Wednesday 3 November 2021

The Harder They Fall (Movie Review)

Boyz n the Hood meets the Wild West in the new Netflix Original, The Harder They Fall. The movie is just the latest one to hit the streaming platform from the more than 70 it had promised to release this year. Most of those movies have turned out to be resounding duds though, with more misses than actual hits doting their 2021 lineup thus far. But as we enter into awards season, we can expect the wheat to get separated from the chaff. The question then is where exactly does their new Blaxploitation Western fall within that quality spectrum?

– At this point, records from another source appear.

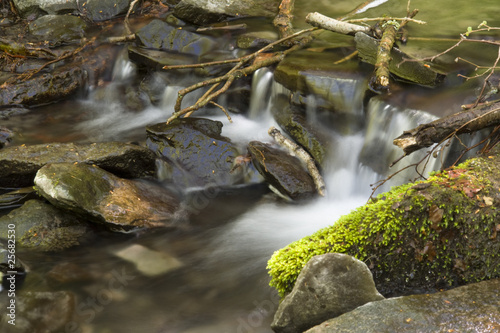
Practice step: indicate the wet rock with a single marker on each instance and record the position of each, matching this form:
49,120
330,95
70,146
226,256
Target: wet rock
282,171
58,28
48,87
68,273
101,10
204,12
43,227
160,35
5,136
27,7
41,312
335,87
328,286
156,59
94,10
257,39
20,164
292,120
409,70
147,261
197,153
471,308
120,204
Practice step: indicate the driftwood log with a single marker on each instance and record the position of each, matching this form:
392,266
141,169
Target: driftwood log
441,129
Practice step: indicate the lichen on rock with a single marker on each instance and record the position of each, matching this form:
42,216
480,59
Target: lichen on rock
438,233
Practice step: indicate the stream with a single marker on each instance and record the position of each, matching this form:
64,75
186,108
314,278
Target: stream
218,280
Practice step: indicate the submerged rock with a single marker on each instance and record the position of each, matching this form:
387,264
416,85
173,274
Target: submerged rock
120,204
340,87
20,164
42,227
472,308
328,286
422,236
161,35
147,261
204,12
282,171
294,123
197,153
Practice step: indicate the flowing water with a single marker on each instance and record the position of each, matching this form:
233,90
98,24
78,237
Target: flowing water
219,282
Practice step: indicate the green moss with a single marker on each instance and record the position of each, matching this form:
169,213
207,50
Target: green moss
413,236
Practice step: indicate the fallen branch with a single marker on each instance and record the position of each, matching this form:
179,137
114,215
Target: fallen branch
235,73
283,21
441,129
328,23
303,156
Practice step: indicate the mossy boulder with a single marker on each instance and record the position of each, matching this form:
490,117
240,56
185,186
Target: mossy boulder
438,233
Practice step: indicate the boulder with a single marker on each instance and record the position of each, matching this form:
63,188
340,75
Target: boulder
471,308
20,164
120,204
42,227
161,35
328,286
292,120
196,152
423,236
203,12
340,87
93,10
58,28
281,170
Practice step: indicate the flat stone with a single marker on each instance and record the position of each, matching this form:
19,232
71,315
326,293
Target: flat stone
20,163
471,308
120,204
282,171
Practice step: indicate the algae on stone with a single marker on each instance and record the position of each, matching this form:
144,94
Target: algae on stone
433,234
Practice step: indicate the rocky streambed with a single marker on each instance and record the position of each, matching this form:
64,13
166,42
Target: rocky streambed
169,226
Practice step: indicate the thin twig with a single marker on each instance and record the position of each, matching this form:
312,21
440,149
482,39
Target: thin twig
303,156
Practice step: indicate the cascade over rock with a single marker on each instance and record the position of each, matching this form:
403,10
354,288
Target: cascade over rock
284,172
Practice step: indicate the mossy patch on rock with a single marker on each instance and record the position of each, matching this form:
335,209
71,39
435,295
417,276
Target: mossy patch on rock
438,233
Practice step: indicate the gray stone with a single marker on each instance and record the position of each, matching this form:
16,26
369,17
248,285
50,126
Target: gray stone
334,87
471,308
196,152
58,28
204,12
43,227
292,120
282,171
20,164
328,286
160,35
120,204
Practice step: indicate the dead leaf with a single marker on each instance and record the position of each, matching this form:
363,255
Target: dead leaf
436,216
488,201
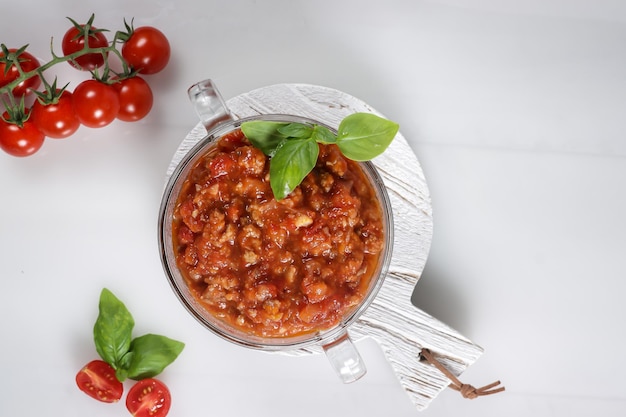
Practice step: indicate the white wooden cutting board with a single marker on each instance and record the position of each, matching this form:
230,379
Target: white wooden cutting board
399,327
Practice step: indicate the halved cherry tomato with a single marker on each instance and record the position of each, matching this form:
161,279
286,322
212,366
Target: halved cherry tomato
149,398
74,41
20,141
56,120
28,63
97,379
95,103
135,98
147,50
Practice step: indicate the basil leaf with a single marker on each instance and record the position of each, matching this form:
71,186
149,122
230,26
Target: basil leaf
264,135
290,164
112,331
296,130
363,136
151,353
323,135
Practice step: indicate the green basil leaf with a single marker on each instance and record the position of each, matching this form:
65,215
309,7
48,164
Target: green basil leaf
151,353
290,164
323,135
112,331
363,136
264,135
296,130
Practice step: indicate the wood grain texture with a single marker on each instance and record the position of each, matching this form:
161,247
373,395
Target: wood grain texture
399,327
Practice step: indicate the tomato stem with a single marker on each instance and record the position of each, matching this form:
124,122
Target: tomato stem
13,59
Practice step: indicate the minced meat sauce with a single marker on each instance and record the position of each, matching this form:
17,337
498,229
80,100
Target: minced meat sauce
276,268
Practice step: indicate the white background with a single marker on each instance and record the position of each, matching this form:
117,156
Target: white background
515,110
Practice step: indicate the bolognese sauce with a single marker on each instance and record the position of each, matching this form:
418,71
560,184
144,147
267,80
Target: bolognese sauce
276,268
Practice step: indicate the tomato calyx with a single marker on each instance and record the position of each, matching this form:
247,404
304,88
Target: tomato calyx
51,93
130,29
87,30
15,113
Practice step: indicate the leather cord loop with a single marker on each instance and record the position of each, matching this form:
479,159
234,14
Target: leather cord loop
466,390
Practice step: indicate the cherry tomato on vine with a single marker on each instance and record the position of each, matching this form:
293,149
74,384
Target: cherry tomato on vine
74,41
56,120
149,398
95,103
20,141
97,379
28,63
147,50
135,98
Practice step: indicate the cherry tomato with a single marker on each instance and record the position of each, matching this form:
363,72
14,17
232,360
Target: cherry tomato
147,50
20,141
55,120
135,98
28,63
97,379
149,398
95,103
74,41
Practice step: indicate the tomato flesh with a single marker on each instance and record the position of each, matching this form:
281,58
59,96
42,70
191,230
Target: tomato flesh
55,120
147,50
149,398
97,379
135,98
95,103
20,141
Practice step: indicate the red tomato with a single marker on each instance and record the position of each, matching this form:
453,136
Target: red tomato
135,98
20,141
28,63
95,103
149,398
97,379
147,50
55,120
74,41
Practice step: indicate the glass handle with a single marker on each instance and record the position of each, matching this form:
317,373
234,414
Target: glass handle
208,103
344,357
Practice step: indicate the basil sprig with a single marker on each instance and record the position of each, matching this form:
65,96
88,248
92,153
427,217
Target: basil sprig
293,149
142,357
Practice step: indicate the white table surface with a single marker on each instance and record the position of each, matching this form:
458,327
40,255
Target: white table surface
516,113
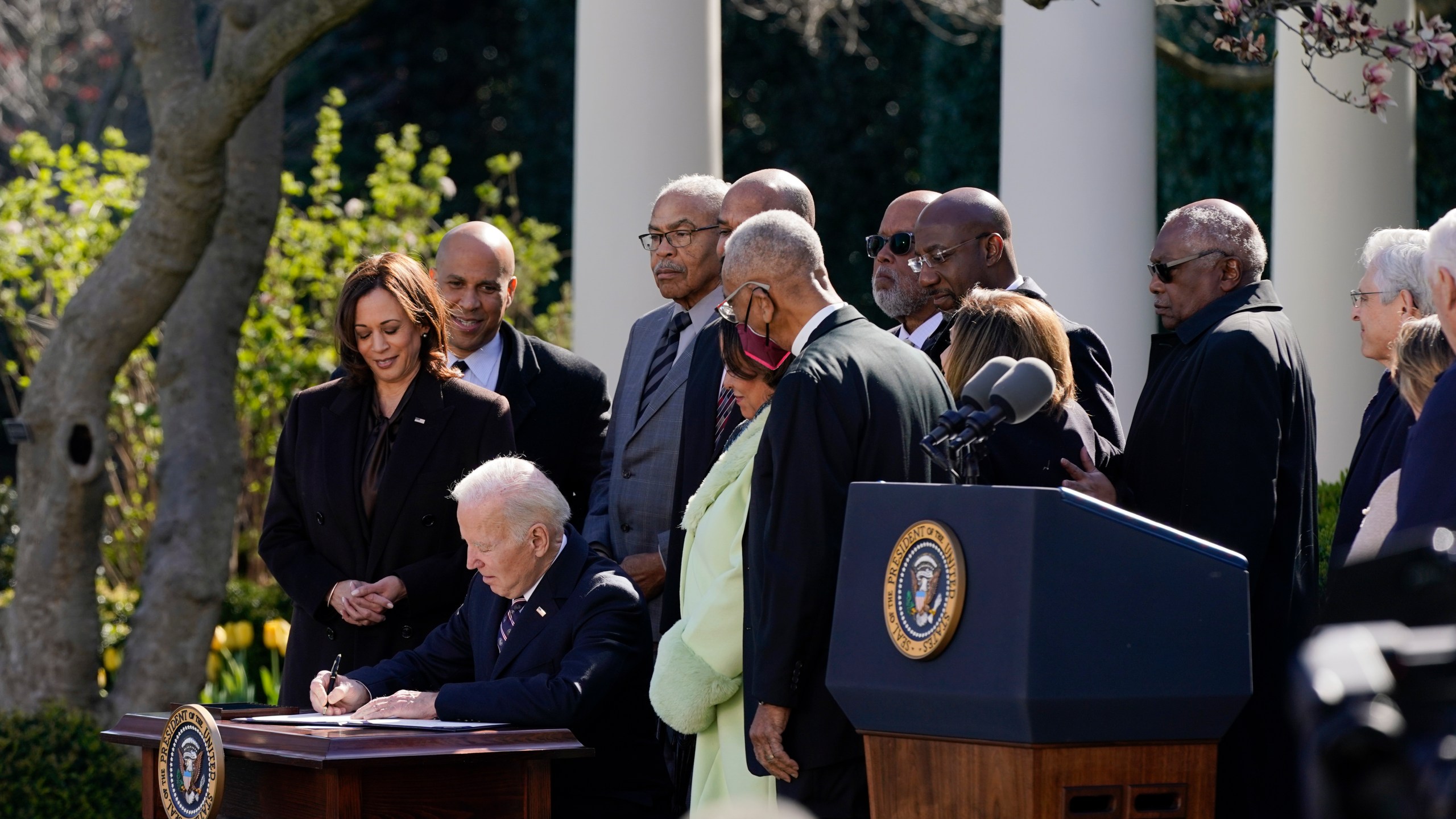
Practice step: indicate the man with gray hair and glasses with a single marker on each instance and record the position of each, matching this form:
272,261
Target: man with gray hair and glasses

In The Harder They Fall, a young outlaw named Nat Love (Jonathan Majors) finds that his quest for revenge is brought back to the forefront when his archenemy, Rufus Black (Idris Elba), gets sprung out from prison. He learns that Rufus had in fact taken control of a small town, but that his plans to turn it into a safe haven are challenged by some financial setbacks. Nat rides there to liberate the townsfolk, together with his posse of sharpshooters. Except what they find there is something they were not prepared for and Nat would be forced to test just how far he is willing to go to get his revenge. 

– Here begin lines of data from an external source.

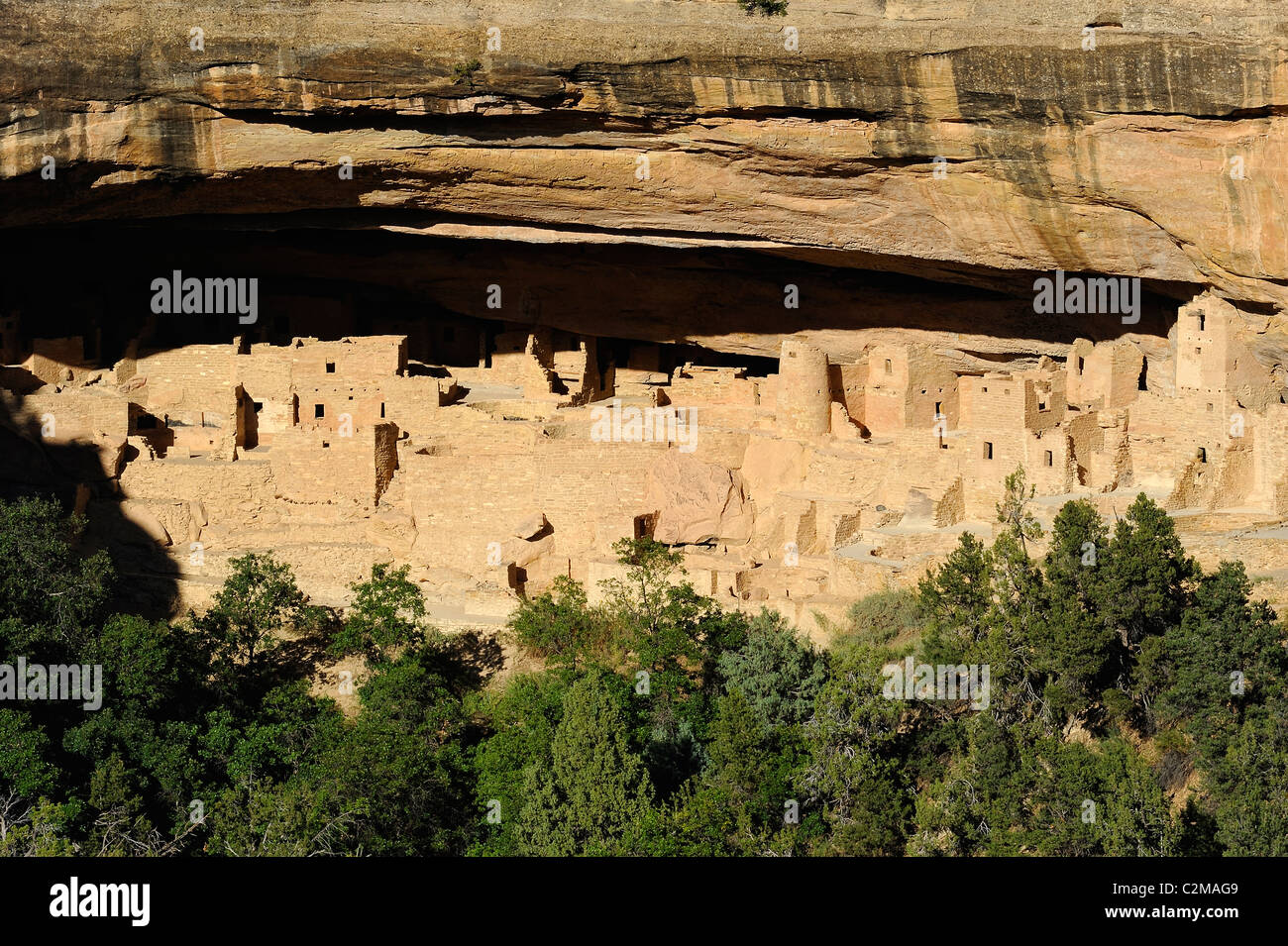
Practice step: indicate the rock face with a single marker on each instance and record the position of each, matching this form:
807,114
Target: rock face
820,231
1155,154
697,502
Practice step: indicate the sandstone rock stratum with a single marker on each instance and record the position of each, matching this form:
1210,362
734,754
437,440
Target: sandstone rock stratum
476,224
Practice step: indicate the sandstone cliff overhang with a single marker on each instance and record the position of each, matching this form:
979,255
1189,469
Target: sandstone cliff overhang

Revenge is a dish best served cold as they say, and I am as much a sucker for a good Spaghetti Western as the next man. So when Netflix had originally dropped the first trailer for The Harder They Fall, you can bet that I was immediately intrigued. The concept of a Blaxploitation Western is nothing new of course, with films like Django Unchained having already laid the framework for how they can be done to near perfection. So it shouldn't really come as a surprise that The Harder They Fall follows that same template almost religiously.

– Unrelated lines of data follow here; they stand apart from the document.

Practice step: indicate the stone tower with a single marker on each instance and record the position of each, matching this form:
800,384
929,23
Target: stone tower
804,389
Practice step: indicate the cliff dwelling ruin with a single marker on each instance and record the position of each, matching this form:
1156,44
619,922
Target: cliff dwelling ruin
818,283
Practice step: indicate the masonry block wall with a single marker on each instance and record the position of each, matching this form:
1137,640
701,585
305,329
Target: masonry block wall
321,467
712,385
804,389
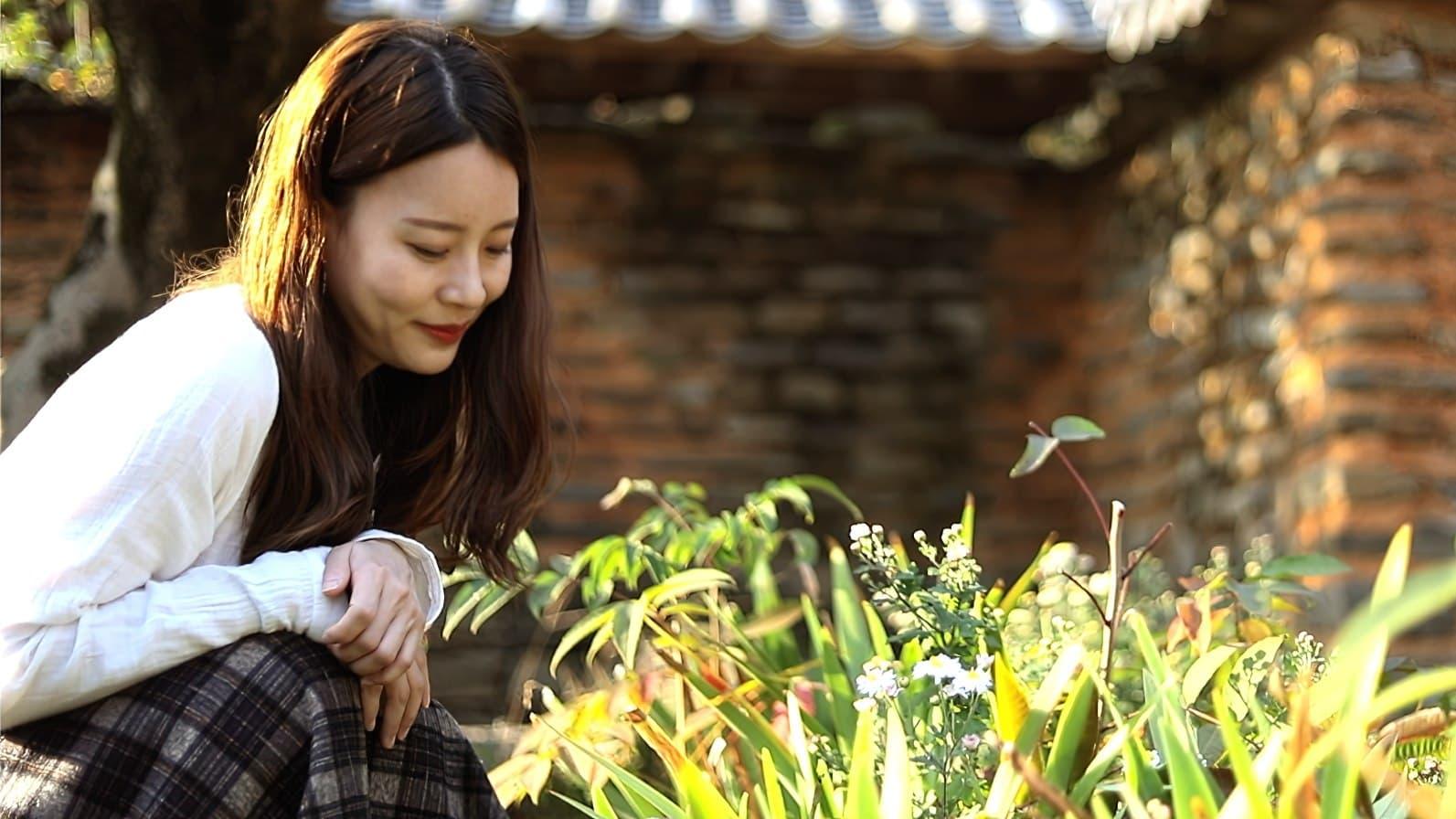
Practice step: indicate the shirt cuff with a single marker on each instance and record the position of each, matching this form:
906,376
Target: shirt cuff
429,585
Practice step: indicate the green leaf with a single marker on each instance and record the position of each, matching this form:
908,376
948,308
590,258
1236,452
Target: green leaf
464,602
1077,733
687,581
830,488
1008,782
862,801
969,522
1009,703
1203,671
1008,601
1077,427
1249,789
1038,448
772,792
626,630
896,799
628,780
1311,564
579,633
1195,792
849,618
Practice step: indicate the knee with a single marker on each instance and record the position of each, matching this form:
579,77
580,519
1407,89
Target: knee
309,662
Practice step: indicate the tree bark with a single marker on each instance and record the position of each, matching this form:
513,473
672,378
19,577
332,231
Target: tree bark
194,79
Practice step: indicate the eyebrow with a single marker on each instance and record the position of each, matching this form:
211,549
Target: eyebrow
439,225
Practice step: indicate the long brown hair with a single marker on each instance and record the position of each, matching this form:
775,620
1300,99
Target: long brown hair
468,449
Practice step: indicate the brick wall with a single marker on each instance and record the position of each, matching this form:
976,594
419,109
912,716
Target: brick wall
854,276
49,154
775,306
1276,321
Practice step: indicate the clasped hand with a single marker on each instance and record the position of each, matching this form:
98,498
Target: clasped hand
378,637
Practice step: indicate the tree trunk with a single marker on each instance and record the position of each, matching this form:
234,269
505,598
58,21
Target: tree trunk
194,79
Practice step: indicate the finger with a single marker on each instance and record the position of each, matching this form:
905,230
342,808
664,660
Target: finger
380,644
336,570
365,602
397,696
402,640
417,691
370,694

The first thing that undoubtedly stands out about the movie though is the killer ensemble. The film does a good job of establishing all the key characters, giving just enough context for their individual motivations to make them captivating whenever they were onscreen. That is, until they start engaging in some leaps of logic, all in the name of advancing the plot. I won't go into specifics but it is somewhat aggravating that the script hadn't received nearly as much love as other facets of the film.

Speaking of which, the entire film drips with style and it certainly doesn't shy away from wearing its influences on its sleeves. Then again, neither did Quentin Tarantino in his many Spaghetti Western-influenced movies. The film is competently shot, with scenes that were expertly framed to maximize the growing tensions between the characters. The same can be said about the editing, which keeps those scenes rolling along despite its two-hour-plus runtime.

Sadly, the illusion is often broken by some flimsy-looking Production Design, which might have been excusable in the heydays of the Hollywood Western, but stands out like a sore thumb today. Then there is the soundtrack, which while great on its own merits, often works to distract from the onscreen action, rather than enhance it, making the whole thing feel like an overproduced music video sometimes.

The Harder They Fall comes close to being all style with very little substance, but the movie is elevated by some truly great performances from its stellar ensemble. It was clear that each actor was having as much fun as they could with their roles, and it is that fun that ultimately resonates with us the viewer. The film certainly delivers on its promise of a solid Spaghetti Western which is why it earns an easy recommendation from me for fans of the genre and any of the actors involved.


  1. I really like Idris Elba so I'll give it a go. I enjoy a fun Western.